On Sunday, 31 May 2015 at 23:56:42 UTC, Idan Arye wrote:
On Sunday, 31 May 2015 at 23:11:24 UTC, Andrei Alexandrescu wrote:
There's this recent trend seen with git and go - all tooling is entered by a single command.

Are there advantages to doing the same for our toolchain? (Consider it'll include things such as dub, dfix, and dformat in the future.) Something like "dc", a program that parses the command line and dispatches it to the appropriate tool(s).

How would this add value to our toolchain?


Andrei

This is creating a "namespace", which has all sorts of benefits:

1) Easier help - `dc --help` shows basic description of all subtools.

2) Better names - since all tools reside in the `dc` command anyways they can have names based on what they do and not some acronym or a made-up project name. Instead of `dub` and `rdmd` we can have `dc build` and `dc run-script` - which convey what they do right away.

3) Containment - since all tools are under `dc`, and assuming `dc` can have some general-purpose flags, it's easier to build wrappers around it.
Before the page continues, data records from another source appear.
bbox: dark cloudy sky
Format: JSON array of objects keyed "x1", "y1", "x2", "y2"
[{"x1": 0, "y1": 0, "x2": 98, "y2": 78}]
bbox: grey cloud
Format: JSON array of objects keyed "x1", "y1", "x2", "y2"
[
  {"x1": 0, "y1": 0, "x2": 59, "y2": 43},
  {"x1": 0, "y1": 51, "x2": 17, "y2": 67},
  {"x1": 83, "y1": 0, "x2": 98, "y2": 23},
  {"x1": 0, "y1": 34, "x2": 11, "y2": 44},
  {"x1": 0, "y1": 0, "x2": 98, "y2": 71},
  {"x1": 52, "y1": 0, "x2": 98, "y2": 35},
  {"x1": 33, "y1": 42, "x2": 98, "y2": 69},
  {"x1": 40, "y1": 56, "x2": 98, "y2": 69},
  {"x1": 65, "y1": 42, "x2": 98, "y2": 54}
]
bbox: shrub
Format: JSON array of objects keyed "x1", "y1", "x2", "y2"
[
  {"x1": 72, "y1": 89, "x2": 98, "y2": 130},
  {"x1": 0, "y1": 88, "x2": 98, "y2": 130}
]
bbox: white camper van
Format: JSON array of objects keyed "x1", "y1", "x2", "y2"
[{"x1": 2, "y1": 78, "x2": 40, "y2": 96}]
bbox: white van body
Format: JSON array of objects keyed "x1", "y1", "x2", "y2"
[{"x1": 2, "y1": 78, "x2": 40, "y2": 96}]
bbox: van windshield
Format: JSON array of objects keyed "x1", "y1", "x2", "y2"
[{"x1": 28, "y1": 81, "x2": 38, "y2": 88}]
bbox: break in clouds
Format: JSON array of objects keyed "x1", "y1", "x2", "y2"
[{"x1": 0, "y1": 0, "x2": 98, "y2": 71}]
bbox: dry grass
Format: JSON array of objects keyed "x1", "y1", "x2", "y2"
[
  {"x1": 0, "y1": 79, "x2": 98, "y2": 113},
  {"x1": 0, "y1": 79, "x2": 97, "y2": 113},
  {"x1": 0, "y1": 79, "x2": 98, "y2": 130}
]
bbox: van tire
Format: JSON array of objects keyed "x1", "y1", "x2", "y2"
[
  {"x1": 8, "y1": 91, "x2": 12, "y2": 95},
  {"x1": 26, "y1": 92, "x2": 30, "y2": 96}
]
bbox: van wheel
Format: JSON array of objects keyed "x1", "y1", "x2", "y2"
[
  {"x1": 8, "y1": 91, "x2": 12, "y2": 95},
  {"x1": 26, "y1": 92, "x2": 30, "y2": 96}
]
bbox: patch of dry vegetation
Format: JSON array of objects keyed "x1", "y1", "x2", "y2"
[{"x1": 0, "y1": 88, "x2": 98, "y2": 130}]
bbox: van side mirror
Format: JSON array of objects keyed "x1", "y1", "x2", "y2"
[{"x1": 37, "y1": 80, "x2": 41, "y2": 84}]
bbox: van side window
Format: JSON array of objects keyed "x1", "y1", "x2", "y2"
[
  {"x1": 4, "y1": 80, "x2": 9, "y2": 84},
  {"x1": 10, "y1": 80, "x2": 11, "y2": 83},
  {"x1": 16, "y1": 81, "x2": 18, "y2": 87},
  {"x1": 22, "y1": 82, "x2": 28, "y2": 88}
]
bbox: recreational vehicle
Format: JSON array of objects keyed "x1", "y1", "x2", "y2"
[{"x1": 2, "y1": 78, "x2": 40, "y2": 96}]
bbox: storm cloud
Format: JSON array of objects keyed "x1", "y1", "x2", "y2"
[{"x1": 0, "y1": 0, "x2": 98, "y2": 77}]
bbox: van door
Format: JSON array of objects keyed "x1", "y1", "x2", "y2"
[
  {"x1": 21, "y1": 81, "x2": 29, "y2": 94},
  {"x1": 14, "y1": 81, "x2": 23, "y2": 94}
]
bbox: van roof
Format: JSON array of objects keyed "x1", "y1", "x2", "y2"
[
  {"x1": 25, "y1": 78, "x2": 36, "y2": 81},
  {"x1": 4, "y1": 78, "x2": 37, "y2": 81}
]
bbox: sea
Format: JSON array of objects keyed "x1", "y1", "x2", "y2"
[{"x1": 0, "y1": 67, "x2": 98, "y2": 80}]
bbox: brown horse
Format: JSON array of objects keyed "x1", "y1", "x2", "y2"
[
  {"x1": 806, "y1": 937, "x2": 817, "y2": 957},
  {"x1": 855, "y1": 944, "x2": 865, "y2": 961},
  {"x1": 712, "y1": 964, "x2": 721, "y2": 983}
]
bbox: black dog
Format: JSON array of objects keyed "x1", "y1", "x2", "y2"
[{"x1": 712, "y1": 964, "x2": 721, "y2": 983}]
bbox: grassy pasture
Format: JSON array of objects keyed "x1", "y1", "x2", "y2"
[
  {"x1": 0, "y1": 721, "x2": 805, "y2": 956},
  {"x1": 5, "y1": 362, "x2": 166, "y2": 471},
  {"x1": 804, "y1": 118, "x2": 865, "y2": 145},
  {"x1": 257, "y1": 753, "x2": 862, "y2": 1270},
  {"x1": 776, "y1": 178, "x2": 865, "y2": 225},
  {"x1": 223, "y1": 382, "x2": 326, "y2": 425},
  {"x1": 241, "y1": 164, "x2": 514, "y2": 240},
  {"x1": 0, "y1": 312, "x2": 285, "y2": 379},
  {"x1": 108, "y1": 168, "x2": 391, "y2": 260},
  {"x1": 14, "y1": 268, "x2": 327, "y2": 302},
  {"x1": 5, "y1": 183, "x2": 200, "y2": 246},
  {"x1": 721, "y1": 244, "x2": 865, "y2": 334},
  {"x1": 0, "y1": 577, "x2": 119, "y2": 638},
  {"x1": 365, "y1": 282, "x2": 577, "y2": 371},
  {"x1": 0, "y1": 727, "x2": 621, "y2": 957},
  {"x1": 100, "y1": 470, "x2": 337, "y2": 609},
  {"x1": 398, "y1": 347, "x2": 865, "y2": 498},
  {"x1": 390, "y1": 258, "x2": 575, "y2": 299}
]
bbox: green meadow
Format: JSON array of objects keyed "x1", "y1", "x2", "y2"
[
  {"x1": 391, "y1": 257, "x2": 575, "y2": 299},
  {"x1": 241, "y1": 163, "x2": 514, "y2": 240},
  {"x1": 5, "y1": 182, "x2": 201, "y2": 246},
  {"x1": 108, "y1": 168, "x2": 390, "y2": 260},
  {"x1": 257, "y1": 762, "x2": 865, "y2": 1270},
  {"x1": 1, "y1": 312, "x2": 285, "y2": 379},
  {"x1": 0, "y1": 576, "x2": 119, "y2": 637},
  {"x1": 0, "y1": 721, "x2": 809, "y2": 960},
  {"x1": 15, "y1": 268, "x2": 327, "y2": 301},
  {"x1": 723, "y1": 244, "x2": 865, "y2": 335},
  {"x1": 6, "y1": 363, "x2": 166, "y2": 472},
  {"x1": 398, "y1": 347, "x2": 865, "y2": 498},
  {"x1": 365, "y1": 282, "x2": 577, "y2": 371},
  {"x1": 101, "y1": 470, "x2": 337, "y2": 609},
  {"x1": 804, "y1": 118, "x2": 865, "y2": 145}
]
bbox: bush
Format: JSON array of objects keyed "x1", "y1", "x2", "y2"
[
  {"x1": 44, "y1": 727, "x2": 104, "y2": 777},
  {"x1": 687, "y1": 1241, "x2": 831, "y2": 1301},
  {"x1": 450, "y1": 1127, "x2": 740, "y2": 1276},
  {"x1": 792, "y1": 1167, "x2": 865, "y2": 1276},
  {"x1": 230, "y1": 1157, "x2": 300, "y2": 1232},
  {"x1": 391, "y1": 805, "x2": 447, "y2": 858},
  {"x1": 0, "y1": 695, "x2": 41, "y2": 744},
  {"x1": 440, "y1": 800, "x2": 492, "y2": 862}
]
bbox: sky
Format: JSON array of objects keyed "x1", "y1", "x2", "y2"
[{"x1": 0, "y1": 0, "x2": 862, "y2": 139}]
You've mentioned git - there is a Git plugin for Vim called Fugitive that in addition for implementing commands that give special treatment wrapping to some Git commands, also offers the general `:Git` command, that can run any Git command you like and sets the general `git` flags to play better with Vim. It can do so because all Git commands start with `git `. Not sure yet how this property of single-entry-point-tool-chain will benefit D though - it depends on what the general flags for `dc` will be...

It would also make it easier to integrate the tools into an IDE. Yeah, definitely, it'd be nice to have a one-stop executable (similar to dub). I like `dlang`. E.g. to build with GDC:

dlang build release gdc

Maybe (on Windows) an option for DLLs and linking to C libraries would be nice too.